Technical information
- ERP: 120 kW

Links
- Website: www.radio101.hr

= Radio 101 (Croatia) =

Radio station in Zagreb, Croatia (1984–2021)

Radio 101 was a Croatian independent radio station which broadcast alternative and contemporary music, as well as breaking news. It operated in Zagreb and had a regional license for the City of Zagreb and the Zagreb County. In its heyday, the station had an audience of about 1.2 million. and it was one of the most popular radio stations in Zagreb and Croatia.

The station started broadcasting in 1984 under the name of Omladinski radio, following the Belgrade based RTV Studio B scheme. In 1990, the station changed its original name to Radio 101.

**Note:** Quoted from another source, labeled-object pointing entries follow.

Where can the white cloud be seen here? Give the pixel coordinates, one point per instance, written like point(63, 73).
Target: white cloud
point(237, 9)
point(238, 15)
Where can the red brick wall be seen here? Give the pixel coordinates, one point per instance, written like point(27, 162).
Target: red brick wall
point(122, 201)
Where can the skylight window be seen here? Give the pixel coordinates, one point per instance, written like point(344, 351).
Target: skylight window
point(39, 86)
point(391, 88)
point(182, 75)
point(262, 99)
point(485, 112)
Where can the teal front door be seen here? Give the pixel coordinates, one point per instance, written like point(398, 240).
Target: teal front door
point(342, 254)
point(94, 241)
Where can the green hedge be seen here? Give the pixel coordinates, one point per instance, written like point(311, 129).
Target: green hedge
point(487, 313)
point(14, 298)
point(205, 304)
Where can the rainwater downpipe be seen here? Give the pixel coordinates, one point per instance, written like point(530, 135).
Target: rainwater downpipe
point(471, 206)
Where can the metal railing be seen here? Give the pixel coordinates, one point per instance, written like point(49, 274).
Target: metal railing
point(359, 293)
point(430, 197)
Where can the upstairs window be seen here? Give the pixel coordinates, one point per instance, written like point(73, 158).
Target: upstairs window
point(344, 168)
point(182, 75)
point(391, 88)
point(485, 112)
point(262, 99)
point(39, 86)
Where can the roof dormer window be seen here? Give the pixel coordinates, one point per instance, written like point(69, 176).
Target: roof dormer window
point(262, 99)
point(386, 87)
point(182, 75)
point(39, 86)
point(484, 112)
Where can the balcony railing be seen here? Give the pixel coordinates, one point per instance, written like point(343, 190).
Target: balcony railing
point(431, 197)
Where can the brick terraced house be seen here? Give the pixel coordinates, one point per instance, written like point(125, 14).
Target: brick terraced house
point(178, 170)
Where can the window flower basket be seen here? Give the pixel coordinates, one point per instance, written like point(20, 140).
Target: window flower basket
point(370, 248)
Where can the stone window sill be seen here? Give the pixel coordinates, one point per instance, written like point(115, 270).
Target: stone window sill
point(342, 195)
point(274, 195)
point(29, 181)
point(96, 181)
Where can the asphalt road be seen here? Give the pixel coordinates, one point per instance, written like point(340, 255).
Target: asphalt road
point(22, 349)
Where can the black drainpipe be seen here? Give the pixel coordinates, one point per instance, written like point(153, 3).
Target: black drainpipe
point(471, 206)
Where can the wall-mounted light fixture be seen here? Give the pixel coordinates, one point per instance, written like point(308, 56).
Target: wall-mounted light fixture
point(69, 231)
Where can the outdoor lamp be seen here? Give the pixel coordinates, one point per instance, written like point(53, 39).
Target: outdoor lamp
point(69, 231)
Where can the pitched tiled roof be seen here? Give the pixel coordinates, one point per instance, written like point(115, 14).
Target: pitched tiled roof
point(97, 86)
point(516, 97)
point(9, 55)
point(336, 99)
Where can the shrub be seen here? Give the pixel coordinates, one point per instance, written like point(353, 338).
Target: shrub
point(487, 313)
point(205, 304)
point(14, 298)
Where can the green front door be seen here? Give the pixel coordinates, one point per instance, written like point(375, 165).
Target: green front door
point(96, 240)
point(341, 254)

In 1996, Radio 101 came to national prominence as a vocal critic of the ruling party (Croatian Democratic Union) which retaliated by revoking the station's broadcasting license in favour of a novelty radio station. This government decision sparked massive protests, with around 120,000 people gathering at the main square in Zagreb. This affair was a part of a larger series of events in Zagreb known as the Zagreb Crisis. After a while, Radio 101 was allowed to continue broadcasting.

Radio 101 continuously emphasized independent journalism and democratic values. For many years, the station broadcast a very popular morning show, as well as many specialized music shows with new releases.

By 2010, the station had amassed a large debt (approximately 20 million HRK or around US$3.7 million), prompting employees to organize a strike. The station was declared bankrupt on 11 January 2011, but the broadcasts continued. In September 2012, the station was officially reinstated.

On 31 May 2021, the station saw its broadcasting license revoked once again and went off air, though it is still presenting online content. The station's frequency was later given to Top Radio, a station that broadcasts programs similar to those once produced by Radio 101.